The author of this article, Steven Erlanger, argues that:
"the populist surge that threatened this year to engulf Western Europe and created existential worries for Brussels seems to have slowed, if not crested".
Erlanger is a veteran journalist who has been observing European affairs for decades. He is the London bureau chief for The New York Times. The initial part of his argument is open to debate. But, what is of more interest is the second part of his argument that Central and Eastern Europe has "become a showcase for populism in its many varieties" and this is widening a fissure within the European Union. Erlanger points out that:
The four countries of the European Union’s east that make older members anxious — Poland, Hungary, the Czech Republic and Slovakia — are all led by populists of one stripe or another.
Czech Republic's Andrej Babis, Hungary's Viktor Orban, Poland's Jaroslaw Kaczynski, Slovakia's Robert Fico are all populist "charismatic" leaders that dominate their parties and moreover, their country's politics.
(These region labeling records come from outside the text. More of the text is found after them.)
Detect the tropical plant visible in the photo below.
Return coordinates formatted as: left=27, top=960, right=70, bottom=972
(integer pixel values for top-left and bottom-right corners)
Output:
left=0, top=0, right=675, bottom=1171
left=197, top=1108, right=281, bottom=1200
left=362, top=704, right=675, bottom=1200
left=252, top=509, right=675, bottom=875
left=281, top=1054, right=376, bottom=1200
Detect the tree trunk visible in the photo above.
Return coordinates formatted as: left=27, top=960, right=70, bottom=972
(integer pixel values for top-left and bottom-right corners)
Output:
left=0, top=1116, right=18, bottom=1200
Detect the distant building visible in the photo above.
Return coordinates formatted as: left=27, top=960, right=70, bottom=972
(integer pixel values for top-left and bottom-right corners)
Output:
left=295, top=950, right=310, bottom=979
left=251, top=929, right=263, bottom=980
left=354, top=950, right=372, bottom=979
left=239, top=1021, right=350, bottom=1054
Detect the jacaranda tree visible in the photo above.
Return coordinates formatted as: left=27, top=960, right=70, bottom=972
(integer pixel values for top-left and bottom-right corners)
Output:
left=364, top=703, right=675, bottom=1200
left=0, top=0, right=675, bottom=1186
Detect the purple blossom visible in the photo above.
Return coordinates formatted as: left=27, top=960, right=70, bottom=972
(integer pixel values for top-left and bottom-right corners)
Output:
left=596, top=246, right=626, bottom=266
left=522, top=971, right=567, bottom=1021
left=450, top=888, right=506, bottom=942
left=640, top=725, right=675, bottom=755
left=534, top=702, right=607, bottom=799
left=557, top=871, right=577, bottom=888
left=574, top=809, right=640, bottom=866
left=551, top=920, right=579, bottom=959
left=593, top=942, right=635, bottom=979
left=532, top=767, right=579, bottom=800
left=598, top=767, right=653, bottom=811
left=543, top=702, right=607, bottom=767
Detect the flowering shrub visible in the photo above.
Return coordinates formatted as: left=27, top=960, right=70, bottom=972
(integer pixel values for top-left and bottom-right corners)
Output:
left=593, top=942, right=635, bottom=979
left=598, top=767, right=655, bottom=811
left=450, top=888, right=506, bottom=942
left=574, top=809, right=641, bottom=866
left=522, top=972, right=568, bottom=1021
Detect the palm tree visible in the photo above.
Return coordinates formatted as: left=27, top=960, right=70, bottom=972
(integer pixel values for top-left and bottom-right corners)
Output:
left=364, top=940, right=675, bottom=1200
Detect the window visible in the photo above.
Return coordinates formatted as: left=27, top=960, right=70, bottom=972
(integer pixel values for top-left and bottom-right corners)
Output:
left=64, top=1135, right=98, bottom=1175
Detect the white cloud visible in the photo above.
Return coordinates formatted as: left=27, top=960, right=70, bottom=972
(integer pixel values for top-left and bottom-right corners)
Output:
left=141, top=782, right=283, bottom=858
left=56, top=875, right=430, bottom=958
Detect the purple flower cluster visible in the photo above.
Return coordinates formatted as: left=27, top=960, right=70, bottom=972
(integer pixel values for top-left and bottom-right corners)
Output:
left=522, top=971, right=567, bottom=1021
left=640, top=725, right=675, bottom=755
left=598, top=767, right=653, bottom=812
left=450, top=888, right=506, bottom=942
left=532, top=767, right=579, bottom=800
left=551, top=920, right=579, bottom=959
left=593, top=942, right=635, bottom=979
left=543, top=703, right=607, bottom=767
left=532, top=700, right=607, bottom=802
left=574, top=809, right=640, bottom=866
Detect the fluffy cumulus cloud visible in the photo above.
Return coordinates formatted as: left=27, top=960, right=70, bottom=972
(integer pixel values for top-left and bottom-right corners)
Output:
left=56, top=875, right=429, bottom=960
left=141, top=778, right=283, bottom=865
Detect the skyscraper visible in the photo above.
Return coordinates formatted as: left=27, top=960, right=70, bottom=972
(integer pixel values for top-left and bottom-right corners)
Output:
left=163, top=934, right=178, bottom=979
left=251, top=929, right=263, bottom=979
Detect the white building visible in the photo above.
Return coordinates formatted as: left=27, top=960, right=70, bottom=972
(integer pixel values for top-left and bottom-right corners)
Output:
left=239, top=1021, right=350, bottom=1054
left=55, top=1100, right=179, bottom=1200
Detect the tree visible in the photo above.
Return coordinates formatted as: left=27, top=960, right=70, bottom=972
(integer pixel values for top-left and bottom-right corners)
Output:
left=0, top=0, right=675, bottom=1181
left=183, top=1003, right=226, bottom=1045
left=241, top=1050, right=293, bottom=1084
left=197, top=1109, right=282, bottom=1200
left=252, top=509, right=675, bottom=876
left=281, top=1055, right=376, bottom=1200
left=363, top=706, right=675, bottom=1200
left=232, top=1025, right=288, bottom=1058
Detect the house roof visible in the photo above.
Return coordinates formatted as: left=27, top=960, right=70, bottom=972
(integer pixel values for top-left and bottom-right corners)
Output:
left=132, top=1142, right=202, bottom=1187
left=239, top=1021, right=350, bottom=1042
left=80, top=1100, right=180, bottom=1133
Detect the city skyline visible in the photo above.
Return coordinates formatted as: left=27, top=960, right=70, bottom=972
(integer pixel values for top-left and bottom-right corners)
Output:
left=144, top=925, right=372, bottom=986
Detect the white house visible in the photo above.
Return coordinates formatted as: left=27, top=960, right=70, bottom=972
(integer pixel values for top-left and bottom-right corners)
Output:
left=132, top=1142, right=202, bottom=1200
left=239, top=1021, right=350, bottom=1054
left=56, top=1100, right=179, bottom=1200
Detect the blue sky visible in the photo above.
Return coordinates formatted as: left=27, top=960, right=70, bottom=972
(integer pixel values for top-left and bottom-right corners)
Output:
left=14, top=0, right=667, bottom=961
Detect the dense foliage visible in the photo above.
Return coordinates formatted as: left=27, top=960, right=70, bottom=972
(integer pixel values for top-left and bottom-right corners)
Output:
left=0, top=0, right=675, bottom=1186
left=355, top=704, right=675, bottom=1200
While there is no single set of thought, or ideological backbone uniting these leaders and their movements, they seem to have a common scapegoat: immigration. The aforementioned countries are facing neither an influx of immigrants, nor are they key destination points for refugees; but "reality" does not seem to matter. These populist leaders play the anxiety card well.
Erlanger's article is interesting as it compares and contrasts Central and Eastern Europe's populist surges by specifically focusing on the leaders. "Charismatic leadership" in our contemporary times is an understudied area, and the leader's centrality for populism in Central and Eastern Europe and far beyond should make us think further about why voters across the world are so affected by such polarizing figures. At the end of the day, the Eastern European variant of populism may not be a geographically isolated and diverse phenomenon, just as the Western European variant.